Coriolanus (1959)


Peter Hall joined the Royal Shakespeare Company as director at the end of the 1958 season. As well as administrating the company through a difficult period of restructuring of Arts Council funding, allowing the company to retain its independence in the process, Hall sought to subvert the naturalistic approach to Shakespeare that dominated theatre since the 1940s. In Hall’s view, in attempting to bring Shakespeare’s language closer to that of real life, the shape and colour of Shakespeare’s prose was destroyed. As such, he championed an approach to text that accentuated, rather than reshaped, Shakespeare’s prosody. In his willingness to revel in the lyricism of the original text, Hall presented a notable departure from the more integrative and gestural conceptions of Shakespeare adopted by his predecessors. ‘Coriolanus’ was his first production with the company.

‘Coriolanus’ followed both the extensive refurbishment of the theatre and the acquisition of new sound technologies – what Roberto Gerhard referred to as the company’s own “radiophonic workshop”. Indeed, Gerhard was sought for his input on the establishment of these facilities, advising production manager Desmond Hall on the purchase of two reflectograph tape machines and a record turntable, with Hall stating his desire that the facilities should “enable producers and composers to have all the mechanical facilities they require for making special effects, including music concrète.”

As Peter Hall sought to highlight the expressivity of Shakespeare’s native prose, Gerhard’s instinct seems to give him the room to do so, eschewing the complex polytonal and lyrical writing of his previous scores. A significant departure from the excesses of something like his ‘King Lear’, ‘Coriolanus’ blurred the boundaries between composition and sound design creating, on one hand, mostly percussive and arpeggiated themes for a small brass ensemble and percussion and, on the other, electronic noises for battle scenes and crowd noises. These materials were all recorded to tape and played back live to performance on the theatre’s Panatrope tape machine.
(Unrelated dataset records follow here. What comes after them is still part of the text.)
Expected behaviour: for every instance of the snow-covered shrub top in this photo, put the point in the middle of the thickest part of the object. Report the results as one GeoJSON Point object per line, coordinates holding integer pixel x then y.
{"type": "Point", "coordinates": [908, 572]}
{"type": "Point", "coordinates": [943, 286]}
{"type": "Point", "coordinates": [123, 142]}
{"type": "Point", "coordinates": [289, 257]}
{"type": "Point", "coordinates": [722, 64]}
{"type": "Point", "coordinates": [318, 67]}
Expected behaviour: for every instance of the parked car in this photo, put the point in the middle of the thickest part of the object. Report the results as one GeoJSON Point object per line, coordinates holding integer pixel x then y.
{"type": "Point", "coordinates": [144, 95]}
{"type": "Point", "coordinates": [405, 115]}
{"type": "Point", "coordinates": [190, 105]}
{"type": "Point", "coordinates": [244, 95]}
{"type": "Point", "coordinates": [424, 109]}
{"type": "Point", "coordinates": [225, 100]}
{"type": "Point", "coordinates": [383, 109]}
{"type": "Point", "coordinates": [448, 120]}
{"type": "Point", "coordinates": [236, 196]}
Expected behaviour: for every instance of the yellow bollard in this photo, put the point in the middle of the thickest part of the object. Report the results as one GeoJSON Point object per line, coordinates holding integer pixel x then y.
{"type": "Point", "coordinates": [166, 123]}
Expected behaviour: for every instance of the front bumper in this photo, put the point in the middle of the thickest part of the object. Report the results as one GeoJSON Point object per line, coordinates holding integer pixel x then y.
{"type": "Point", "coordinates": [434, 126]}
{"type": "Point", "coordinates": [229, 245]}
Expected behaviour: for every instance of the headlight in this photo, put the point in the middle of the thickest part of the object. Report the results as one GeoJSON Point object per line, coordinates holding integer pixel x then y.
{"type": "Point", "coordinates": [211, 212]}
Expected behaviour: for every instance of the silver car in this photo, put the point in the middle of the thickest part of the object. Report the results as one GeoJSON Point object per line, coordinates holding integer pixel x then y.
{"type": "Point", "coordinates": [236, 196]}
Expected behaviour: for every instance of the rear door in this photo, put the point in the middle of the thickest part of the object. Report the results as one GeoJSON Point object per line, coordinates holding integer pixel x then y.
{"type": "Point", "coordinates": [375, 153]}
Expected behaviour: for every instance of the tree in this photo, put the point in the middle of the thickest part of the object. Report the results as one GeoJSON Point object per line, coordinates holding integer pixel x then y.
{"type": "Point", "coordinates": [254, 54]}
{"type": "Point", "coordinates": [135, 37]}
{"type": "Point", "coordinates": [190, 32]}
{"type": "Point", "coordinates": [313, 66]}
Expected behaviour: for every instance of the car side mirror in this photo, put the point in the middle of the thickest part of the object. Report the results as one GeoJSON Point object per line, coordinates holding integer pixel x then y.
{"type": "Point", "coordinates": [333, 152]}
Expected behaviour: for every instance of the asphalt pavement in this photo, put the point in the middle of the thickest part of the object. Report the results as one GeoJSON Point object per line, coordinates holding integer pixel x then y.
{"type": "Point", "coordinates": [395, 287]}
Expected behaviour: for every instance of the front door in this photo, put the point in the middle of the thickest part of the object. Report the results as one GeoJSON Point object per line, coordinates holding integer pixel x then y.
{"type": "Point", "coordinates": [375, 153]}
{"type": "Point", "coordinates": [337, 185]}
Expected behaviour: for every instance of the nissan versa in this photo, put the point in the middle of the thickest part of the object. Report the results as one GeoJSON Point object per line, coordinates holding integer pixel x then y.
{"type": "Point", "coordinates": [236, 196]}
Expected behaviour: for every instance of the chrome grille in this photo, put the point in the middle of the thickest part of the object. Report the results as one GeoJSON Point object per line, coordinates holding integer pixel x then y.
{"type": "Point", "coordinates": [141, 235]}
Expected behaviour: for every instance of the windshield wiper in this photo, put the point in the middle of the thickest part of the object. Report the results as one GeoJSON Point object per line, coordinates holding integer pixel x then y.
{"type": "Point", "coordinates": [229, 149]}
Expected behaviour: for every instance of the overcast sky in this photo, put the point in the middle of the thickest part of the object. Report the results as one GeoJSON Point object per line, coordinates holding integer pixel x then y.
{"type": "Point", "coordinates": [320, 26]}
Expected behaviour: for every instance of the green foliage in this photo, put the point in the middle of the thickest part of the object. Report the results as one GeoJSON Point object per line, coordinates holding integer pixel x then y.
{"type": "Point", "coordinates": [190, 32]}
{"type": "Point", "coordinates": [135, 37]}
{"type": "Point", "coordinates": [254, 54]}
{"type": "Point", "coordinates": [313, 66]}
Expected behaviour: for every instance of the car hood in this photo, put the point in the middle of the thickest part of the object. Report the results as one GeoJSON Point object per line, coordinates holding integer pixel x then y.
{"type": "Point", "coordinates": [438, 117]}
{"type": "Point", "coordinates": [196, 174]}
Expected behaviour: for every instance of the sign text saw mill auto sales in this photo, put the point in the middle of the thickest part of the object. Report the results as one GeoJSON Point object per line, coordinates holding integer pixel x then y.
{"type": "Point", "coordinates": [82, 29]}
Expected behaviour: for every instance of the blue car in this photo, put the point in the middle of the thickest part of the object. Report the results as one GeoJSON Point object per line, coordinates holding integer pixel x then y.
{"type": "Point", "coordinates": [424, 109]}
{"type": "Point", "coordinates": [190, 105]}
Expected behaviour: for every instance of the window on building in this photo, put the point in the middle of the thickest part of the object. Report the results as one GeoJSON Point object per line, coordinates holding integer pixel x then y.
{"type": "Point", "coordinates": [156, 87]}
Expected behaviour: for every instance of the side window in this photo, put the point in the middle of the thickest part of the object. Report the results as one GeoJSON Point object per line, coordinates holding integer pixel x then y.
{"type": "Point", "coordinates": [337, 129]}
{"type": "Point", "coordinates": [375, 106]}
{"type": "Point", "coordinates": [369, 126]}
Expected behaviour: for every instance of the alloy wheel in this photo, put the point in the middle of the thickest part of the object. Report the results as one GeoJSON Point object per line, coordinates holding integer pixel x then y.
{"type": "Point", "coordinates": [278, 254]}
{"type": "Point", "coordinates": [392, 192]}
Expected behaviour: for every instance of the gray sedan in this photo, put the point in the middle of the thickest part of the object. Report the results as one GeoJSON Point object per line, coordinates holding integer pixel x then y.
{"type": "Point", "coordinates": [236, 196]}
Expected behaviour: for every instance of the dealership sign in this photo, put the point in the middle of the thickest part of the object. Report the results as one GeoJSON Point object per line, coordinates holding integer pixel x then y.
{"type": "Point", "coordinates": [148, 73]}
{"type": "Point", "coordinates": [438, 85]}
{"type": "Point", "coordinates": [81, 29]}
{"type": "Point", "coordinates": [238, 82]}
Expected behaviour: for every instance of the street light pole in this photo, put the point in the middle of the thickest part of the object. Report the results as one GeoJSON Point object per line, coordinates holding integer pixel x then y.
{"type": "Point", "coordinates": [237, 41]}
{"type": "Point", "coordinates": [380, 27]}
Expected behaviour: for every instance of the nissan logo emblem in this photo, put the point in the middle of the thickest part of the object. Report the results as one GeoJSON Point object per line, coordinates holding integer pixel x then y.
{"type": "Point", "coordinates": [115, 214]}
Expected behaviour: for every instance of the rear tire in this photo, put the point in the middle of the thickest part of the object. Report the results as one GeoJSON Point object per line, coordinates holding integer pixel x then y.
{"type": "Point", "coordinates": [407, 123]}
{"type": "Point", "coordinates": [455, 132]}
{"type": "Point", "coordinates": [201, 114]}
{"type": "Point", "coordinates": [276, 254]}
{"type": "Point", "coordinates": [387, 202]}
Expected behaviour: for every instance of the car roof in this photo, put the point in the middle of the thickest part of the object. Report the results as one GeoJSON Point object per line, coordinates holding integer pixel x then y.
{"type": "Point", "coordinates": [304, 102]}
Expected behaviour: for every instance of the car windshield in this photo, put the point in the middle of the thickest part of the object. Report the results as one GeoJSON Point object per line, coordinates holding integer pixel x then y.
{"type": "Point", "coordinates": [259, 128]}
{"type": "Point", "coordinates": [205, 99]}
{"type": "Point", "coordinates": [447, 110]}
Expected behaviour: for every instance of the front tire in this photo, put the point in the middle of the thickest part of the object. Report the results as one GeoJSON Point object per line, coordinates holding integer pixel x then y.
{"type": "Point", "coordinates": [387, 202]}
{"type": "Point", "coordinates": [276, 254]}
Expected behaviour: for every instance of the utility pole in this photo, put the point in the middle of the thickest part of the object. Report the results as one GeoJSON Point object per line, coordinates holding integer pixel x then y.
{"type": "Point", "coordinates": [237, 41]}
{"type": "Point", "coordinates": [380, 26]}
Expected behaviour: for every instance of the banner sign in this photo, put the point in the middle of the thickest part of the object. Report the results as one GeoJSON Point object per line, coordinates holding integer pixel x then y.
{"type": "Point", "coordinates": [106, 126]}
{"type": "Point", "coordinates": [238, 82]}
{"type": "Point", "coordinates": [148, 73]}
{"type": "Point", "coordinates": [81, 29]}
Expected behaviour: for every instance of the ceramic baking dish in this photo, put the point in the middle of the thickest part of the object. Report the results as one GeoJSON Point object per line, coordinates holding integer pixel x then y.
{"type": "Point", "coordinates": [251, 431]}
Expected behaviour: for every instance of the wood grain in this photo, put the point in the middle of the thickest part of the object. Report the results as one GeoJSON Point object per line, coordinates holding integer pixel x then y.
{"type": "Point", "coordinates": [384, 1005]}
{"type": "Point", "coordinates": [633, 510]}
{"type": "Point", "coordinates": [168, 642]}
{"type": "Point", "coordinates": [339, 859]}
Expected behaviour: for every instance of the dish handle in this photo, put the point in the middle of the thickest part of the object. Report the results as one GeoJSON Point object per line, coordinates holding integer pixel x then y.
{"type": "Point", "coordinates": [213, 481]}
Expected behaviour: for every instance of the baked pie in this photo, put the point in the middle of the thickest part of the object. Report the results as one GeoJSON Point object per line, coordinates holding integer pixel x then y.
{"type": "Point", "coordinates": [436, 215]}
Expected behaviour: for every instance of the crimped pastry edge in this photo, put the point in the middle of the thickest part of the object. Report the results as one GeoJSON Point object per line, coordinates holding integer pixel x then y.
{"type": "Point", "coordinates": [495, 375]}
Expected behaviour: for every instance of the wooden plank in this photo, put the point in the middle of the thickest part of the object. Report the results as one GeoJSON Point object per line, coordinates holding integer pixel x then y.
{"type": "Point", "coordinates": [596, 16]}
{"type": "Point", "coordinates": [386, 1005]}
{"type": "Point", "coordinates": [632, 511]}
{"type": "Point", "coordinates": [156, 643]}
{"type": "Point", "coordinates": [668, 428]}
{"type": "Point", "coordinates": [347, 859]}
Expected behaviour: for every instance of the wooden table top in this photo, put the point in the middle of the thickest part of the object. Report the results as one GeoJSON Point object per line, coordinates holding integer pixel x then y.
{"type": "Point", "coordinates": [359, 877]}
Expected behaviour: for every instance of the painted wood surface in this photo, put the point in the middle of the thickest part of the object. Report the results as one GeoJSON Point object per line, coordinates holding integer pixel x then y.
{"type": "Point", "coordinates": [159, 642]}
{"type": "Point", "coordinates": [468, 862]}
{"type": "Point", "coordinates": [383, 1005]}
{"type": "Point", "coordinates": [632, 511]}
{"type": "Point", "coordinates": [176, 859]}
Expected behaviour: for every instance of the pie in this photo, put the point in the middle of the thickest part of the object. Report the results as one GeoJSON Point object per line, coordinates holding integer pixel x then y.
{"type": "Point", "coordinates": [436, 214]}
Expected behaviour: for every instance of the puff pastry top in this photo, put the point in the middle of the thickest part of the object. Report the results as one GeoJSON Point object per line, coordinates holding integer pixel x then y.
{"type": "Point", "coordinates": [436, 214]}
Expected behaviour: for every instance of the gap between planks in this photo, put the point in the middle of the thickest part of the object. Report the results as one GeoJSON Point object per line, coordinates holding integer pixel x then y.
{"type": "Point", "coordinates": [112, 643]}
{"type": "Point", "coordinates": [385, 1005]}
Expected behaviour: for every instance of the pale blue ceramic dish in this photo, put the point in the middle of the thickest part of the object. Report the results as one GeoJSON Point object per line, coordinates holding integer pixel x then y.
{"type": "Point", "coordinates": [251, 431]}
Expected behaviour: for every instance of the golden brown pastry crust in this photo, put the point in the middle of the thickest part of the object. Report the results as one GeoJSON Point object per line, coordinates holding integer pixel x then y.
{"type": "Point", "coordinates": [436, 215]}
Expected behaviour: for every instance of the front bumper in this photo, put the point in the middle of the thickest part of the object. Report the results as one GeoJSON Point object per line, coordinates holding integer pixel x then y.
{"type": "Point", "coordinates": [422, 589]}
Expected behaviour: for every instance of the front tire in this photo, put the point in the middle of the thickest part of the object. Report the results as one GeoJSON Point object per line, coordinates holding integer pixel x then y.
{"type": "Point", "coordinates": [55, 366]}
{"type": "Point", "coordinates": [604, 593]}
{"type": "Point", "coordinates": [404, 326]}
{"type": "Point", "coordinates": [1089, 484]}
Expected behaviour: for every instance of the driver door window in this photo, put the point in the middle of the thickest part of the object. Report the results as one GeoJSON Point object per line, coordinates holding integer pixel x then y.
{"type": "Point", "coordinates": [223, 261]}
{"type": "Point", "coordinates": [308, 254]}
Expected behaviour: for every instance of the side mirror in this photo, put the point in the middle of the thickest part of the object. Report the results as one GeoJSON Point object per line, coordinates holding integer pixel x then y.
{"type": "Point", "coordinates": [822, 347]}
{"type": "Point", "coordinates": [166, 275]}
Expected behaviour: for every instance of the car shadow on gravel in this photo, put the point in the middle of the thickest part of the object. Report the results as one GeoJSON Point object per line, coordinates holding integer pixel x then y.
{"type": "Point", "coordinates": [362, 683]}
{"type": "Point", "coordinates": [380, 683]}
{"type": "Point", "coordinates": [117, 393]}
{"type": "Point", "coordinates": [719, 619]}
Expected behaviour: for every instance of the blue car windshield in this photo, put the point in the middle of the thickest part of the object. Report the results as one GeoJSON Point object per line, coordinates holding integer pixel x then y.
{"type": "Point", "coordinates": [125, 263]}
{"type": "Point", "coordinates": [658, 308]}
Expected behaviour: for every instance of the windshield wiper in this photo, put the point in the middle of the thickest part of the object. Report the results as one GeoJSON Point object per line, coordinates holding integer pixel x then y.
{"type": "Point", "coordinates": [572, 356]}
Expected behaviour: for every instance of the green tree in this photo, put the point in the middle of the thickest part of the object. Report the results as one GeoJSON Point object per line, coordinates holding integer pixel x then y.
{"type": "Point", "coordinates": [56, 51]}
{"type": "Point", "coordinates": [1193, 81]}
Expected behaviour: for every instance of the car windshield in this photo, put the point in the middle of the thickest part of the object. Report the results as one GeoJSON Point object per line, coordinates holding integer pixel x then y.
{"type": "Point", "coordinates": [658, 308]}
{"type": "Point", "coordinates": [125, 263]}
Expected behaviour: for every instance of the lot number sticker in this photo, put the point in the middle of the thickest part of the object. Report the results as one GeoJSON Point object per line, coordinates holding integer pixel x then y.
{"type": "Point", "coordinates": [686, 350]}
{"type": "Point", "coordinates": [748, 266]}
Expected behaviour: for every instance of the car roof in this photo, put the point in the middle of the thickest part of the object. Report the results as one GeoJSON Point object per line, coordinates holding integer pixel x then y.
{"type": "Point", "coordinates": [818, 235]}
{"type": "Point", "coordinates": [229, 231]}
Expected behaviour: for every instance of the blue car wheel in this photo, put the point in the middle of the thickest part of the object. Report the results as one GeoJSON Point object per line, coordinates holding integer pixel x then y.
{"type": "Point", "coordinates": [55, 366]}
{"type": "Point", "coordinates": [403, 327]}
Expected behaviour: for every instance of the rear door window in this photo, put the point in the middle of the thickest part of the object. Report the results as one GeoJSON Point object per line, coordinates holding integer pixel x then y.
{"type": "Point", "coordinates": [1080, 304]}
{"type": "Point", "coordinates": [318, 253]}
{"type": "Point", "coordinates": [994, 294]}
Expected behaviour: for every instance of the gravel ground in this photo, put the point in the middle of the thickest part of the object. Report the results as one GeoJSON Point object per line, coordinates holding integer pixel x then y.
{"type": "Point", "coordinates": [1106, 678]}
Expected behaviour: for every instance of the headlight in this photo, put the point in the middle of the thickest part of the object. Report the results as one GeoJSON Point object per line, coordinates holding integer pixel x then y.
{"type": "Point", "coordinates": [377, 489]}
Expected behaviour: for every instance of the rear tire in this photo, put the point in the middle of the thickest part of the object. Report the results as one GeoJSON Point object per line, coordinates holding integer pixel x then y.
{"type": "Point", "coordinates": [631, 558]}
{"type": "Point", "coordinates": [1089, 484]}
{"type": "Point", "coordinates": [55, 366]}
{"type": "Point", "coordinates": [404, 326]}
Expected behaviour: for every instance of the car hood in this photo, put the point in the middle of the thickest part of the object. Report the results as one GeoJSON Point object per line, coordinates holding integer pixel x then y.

This playback was highly coordinated, with the script marked up with extensive “on” and “off” instructions, and a panning cue for each of the scene transitions, suggesting that this use of prerecorded material and performative spatialisation was employed to effect a sense of “scenic realism”. As such, ‘Coriolanus’ is one of Gerhard’s more simple works for the theatre, a score that accentuates the production through understated music and a consideration of the dramatic potential of noise.

510Electronic sound assemblages by Roberto Gerhard, potentially related to his soundtrack to ‘Coriolanus’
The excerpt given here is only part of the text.